Would better transit and more low-income housing development make cities poorer? Probably the opposite. Few would argue that excellent subway systems have impoverished New York, Tokyo or London.

And intense development allows urban areas to take advantage of agglomeration effects, which are productivity boosts that economists believe come from denser cities.

In other words, density and transit let us escape the harsh logic of the equity-efficiency trade-off. They are pretty close to being a free lunch.

One underused weapon in this fight is land value taxes, which are property taxes with exemptions for development. And there are a host of other incentives that federal and state governments can use to encourage local governments to build more housing, remove more land-use restrictions and create liveable urban space for many more people.

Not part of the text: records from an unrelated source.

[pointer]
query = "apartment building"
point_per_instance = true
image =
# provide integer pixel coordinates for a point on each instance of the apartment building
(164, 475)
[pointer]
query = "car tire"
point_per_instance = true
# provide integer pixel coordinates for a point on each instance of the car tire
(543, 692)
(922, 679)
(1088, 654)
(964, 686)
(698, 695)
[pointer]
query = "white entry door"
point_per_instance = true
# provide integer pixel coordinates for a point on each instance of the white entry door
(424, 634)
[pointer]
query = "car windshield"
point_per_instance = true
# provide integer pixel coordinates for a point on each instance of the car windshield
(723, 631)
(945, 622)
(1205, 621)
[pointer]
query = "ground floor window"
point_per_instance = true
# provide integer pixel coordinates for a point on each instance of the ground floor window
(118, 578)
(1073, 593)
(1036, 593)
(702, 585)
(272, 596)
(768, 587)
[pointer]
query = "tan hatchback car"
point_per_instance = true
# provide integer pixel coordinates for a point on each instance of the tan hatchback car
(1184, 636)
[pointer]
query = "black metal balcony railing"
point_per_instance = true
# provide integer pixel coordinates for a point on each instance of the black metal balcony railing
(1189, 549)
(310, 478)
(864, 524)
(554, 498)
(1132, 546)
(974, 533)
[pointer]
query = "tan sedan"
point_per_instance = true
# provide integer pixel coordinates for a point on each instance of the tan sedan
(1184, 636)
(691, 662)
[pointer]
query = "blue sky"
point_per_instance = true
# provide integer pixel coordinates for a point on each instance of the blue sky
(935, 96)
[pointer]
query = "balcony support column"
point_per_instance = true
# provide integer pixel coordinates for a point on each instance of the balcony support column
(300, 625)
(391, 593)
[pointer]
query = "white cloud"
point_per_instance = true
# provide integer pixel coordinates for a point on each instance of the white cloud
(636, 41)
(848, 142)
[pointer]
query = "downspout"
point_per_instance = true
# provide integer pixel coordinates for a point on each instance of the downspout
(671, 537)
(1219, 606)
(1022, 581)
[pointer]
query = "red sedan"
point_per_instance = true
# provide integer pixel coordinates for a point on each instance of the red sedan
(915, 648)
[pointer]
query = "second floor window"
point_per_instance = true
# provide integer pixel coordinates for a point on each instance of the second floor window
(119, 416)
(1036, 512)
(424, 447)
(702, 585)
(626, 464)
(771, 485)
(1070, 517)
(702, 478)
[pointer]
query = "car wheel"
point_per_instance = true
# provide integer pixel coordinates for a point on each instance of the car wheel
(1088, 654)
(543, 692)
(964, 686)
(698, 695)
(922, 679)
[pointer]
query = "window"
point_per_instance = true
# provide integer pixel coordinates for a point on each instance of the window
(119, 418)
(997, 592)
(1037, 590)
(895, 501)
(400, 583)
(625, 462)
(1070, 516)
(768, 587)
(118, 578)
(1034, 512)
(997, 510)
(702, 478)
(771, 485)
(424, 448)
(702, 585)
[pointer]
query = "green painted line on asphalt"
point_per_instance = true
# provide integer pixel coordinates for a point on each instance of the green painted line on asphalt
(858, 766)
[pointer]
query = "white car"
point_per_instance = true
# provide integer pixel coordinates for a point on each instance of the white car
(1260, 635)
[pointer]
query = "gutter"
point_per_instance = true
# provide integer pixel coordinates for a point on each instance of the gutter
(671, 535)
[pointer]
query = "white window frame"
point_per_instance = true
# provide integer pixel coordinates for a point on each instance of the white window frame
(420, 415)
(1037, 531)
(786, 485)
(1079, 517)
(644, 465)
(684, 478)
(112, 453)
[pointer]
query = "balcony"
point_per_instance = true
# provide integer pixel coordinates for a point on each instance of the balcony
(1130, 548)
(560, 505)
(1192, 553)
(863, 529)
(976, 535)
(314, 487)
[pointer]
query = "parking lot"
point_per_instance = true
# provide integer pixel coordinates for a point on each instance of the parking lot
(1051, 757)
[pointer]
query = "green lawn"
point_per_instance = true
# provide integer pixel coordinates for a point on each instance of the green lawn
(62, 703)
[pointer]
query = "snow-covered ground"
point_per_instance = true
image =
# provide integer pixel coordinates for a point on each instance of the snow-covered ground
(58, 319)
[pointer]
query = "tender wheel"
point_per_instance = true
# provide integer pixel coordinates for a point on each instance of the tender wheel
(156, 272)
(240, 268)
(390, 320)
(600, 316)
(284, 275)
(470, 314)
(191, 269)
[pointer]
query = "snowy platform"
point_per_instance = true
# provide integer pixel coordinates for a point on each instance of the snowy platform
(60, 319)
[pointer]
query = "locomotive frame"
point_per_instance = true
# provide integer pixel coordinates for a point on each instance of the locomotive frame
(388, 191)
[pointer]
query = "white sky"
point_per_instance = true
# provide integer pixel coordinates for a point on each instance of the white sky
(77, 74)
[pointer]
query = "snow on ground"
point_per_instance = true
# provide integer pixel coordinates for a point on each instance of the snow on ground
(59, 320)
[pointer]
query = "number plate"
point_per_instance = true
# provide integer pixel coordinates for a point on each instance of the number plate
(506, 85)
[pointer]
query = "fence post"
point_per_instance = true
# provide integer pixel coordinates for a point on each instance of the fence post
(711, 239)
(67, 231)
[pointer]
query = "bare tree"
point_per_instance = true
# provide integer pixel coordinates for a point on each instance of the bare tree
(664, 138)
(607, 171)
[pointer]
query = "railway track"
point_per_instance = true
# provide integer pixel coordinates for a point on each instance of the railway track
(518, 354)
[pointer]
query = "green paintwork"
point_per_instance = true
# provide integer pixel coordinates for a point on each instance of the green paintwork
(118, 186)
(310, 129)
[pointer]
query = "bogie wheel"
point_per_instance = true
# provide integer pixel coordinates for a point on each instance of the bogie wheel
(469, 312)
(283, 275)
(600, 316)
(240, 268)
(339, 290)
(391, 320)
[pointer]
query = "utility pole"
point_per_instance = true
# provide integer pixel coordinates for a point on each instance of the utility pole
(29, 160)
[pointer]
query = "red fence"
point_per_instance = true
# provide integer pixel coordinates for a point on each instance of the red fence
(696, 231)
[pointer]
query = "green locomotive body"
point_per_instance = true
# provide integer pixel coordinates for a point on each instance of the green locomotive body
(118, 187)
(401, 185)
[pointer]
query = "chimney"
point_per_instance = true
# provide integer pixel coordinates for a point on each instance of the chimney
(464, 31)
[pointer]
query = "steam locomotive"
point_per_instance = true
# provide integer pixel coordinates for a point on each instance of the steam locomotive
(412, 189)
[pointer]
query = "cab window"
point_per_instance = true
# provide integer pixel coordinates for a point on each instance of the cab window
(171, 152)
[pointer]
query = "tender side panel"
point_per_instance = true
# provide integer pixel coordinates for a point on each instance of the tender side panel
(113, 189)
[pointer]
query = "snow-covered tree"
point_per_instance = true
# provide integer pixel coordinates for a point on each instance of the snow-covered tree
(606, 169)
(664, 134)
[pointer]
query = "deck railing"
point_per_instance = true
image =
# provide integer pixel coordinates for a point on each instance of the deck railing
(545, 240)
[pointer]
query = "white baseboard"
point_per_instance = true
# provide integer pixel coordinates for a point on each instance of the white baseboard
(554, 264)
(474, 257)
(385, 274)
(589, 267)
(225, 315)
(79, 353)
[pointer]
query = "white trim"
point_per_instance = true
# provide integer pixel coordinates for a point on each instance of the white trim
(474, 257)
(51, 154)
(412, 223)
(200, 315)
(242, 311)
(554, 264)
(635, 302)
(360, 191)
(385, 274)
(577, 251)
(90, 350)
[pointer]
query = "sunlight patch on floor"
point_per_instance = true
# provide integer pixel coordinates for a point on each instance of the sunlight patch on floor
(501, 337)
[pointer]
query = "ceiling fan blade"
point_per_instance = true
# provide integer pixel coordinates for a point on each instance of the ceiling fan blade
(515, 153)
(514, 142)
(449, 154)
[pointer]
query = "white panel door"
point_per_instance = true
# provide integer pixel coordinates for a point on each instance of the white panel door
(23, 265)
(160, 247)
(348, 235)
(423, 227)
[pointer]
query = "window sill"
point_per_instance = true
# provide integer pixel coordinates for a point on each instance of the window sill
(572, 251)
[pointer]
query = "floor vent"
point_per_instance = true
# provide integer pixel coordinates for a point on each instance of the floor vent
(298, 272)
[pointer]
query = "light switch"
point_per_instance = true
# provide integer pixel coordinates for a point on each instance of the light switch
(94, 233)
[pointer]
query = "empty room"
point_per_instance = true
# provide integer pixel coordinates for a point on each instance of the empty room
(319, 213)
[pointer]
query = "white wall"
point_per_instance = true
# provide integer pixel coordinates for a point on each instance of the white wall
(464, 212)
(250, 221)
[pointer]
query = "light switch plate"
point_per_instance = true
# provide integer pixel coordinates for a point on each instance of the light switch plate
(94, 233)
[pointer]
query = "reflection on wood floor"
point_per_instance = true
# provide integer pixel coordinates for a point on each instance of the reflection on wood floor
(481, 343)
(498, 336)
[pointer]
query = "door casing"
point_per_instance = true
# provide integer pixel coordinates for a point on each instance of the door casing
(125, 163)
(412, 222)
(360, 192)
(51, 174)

These might include affordable housing mandates and incentives, incentives for density, bigger subsidies for urban transit and more. (In some areas, progressives have resisted policies like these, but let’s hope this attitude is shifting.)

Another important question is how to help poor and working-class people who are pushed out of their homes when rents in cities go up. Now, being forced to move isn’t entirely a negative, since leaving bad neighbourhoods is helpful for many low-income people, and since gentrification often improves public services and provides better jobs for those poor people who aren’t displaced.

But those who are forced to move — often by the brutal, inefficient process of eviction — incur huge costs. It’s expensive and time-consuming to move, to build new networks and to commute from cheaper outlying areas.

These costs fall disproportionately on lower-income people, who are the first to be squeezed out, thus increasing inequality.

A natural fix is for the government to offer financial assistance to lower-income people who have to abandon their homes as rents rise. These would be similar to the federal “Moving to Opportunity” programme, which gives poor people housing vouchers to help them move to low-poverty areas, except they would be aimed at people in areas with rising rents.

The relocation assistance could be funded by local taxes on landlords.

So urban inequality is more important than policymakers seem to realise. The national conversation about inequality can’t ignore this key aspect of the problem. Some of the fixes are there; we just have to act on them.

— Washington Post

The writer is an assistant professor of finance at Stony Brook University.